Jakarta. Pondok Ranggon Public Cemetery, a burial ground in East Jakarta, the city administration reserve for Covid-19 victims, has run out of space for new burials as the capital stayed on course to see the deadliest month since the pandemic began nine months ago.
Muhaemin, a Pondok Ranggon's manager, said he had resorted to issuing reference letters to health workers or families who bring new victim bodies to the cemetery so they can bury the body elsewhere. Apart from Pondok Ranggon, they also assigned five other public cemeteries, including Tegal Alur, in West Jakarta, for Covid-19 victim burial.
"On average, it's about 75 bodies delivered to Pondok Ranggon every day. About 50 bodies will be directed to Tegal Alur, while 25 other bodies are buried in other cemeteries," Muhaemin said as quoted by Antara news agency.
Also, should the victim had a relative already buried in Pondok Ranggon, their families could opt to bury them in the same tomb, he said.

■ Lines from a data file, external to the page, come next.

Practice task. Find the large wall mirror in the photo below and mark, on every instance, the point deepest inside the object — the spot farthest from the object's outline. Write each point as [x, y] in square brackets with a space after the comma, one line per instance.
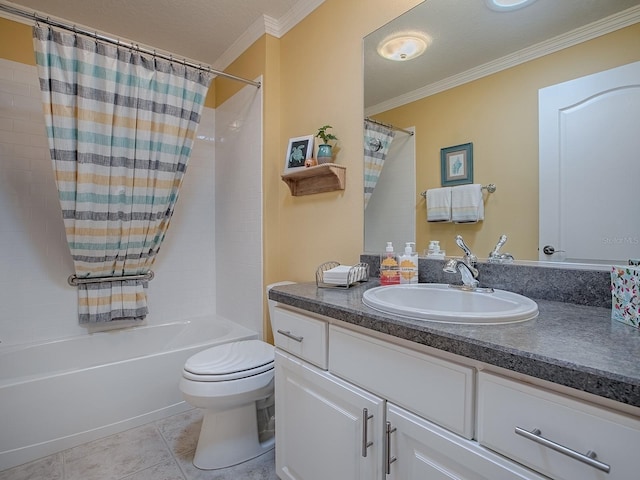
[478, 82]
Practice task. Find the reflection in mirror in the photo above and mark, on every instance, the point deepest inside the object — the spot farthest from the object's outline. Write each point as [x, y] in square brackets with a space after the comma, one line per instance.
[478, 82]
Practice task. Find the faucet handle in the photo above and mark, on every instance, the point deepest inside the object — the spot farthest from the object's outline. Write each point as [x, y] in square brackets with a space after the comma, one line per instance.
[462, 245]
[496, 250]
[469, 257]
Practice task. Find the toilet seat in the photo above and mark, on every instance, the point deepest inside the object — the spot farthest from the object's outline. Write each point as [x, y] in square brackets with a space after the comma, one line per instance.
[230, 361]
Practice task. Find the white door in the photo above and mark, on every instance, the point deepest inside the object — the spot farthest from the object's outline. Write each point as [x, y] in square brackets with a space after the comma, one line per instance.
[320, 425]
[423, 450]
[590, 167]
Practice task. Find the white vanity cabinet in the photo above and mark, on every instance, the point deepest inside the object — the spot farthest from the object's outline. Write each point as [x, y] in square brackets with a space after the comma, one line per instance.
[559, 436]
[325, 427]
[434, 393]
[352, 405]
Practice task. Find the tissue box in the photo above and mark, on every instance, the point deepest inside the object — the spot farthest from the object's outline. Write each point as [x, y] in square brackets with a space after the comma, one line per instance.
[625, 295]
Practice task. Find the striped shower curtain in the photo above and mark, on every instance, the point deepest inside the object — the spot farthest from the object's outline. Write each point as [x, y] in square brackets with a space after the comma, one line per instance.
[120, 128]
[377, 140]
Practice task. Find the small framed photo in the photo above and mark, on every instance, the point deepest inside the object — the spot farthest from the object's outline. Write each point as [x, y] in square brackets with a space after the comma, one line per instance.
[298, 150]
[456, 165]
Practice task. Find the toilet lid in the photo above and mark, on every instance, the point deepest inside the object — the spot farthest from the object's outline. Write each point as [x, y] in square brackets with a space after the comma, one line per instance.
[230, 361]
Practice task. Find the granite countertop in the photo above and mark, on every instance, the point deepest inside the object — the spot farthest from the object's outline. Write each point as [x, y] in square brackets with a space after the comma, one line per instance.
[572, 345]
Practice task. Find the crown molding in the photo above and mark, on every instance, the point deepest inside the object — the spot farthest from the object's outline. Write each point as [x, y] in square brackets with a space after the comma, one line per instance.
[588, 32]
[266, 24]
[296, 14]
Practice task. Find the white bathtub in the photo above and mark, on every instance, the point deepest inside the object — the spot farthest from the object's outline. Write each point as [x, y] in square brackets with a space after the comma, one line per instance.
[59, 394]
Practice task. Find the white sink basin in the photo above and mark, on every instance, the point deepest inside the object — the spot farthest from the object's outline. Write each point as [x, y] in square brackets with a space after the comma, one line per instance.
[437, 302]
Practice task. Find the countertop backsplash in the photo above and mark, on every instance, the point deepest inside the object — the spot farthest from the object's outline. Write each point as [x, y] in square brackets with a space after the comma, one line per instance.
[577, 286]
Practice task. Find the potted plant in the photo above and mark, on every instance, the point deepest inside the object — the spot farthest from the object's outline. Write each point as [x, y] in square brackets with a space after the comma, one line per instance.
[325, 154]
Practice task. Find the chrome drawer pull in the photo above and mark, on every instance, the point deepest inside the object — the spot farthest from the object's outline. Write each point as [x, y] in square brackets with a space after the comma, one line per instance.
[589, 458]
[290, 335]
[365, 431]
[387, 446]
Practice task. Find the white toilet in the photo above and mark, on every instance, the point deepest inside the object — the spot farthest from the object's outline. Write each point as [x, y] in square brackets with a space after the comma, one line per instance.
[233, 383]
[226, 381]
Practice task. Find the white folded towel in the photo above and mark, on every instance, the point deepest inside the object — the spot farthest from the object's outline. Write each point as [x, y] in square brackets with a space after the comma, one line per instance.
[467, 204]
[439, 204]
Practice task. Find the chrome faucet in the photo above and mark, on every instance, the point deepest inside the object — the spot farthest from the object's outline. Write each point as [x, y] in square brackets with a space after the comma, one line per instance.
[469, 274]
[469, 258]
[496, 257]
[466, 266]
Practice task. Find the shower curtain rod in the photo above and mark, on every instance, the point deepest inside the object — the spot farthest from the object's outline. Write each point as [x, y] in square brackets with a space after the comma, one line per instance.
[388, 125]
[72, 28]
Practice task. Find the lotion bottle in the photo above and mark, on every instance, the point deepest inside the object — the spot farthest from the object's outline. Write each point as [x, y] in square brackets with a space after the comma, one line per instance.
[409, 265]
[389, 268]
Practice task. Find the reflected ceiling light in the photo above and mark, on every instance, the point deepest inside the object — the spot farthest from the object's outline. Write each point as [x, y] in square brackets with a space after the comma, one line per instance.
[404, 46]
[507, 5]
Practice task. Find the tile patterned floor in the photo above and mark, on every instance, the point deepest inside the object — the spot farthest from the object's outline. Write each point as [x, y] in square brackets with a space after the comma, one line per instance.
[162, 450]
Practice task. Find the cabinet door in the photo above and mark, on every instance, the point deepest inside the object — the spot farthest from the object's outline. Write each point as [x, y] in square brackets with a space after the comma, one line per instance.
[420, 450]
[321, 429]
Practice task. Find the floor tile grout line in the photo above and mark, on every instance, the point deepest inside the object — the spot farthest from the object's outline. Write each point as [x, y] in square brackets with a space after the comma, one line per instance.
[173, 454]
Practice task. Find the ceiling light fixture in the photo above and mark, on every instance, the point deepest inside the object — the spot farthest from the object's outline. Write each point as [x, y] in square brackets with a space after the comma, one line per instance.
[507, 5]
[404, 46]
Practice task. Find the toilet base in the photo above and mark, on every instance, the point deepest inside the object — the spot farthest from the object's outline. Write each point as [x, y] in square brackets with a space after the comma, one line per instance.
[229, 437]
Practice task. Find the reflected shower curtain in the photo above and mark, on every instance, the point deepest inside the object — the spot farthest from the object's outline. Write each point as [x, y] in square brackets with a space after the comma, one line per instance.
[120, 128]
[377, 140]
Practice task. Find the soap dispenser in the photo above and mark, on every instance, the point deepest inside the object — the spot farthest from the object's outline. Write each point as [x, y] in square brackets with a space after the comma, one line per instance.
[434, 250]
[389, 268]
[409, 265]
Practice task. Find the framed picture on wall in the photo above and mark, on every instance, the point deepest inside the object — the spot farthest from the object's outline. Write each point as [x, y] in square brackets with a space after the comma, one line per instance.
[456, 165]
[299, 149]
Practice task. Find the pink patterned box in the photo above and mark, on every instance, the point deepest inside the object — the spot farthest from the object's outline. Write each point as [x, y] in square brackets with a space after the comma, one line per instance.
[625, 295]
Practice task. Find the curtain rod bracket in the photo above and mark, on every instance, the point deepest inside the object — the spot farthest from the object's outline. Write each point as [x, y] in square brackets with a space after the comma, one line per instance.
[74, 281]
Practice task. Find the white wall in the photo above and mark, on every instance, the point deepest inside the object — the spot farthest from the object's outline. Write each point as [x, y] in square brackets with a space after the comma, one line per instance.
[238, 208]
[36, 303]
[391, 211]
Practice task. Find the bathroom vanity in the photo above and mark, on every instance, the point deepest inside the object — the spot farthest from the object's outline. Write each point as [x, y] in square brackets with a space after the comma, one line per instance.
[366, 395]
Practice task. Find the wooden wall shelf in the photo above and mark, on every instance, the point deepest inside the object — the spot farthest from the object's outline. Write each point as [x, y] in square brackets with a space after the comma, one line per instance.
[321, 178]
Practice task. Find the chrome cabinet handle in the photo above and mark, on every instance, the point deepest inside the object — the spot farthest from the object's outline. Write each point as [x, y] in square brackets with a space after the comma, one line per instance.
[387, 447]
[365, 431]
[589, 458]
[290, 335]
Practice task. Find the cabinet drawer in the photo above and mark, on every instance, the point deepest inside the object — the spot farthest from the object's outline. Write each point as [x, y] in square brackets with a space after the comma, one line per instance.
[436, 389]
[570, 424]
[300, 335]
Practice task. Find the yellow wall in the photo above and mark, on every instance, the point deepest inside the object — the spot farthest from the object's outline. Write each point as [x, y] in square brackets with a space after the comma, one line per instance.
[499, 114]
[15, 42]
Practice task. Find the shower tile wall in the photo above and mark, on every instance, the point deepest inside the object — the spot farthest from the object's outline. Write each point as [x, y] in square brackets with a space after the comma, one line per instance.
[238, 208]
[35, 301]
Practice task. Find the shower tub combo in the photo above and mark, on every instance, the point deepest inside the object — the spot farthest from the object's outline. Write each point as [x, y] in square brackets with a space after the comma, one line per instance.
[58, 394]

Muhaemin said Pondok Ranggon had buried 4,650 bodies of Covid-19 patients from March to Dec 25. That exceeds the special burial ground capacity reserved for Covid-19 patients, even with an additional 13,300-meter square burial plot that the city government opened in October.
Jakarta is the epicenter of Indonesia's Covid-19 pandemic, with more than 14 percent of the country's 108,000 active cases are in the capital by Monday.
The capital has reported 526 deaths so far this month, almost match its monthly record of 536 deaths in September. Jakarta has been reporting 16 Covid-19 deaths on average in the past week.
Burial data showed more worrying signs about the state of the pandemic in Jakarta. Jakarta buried 238 bodies, including those suspected to die with Covid-19, per day in November, 2.8 times its historical median for the past 10 years.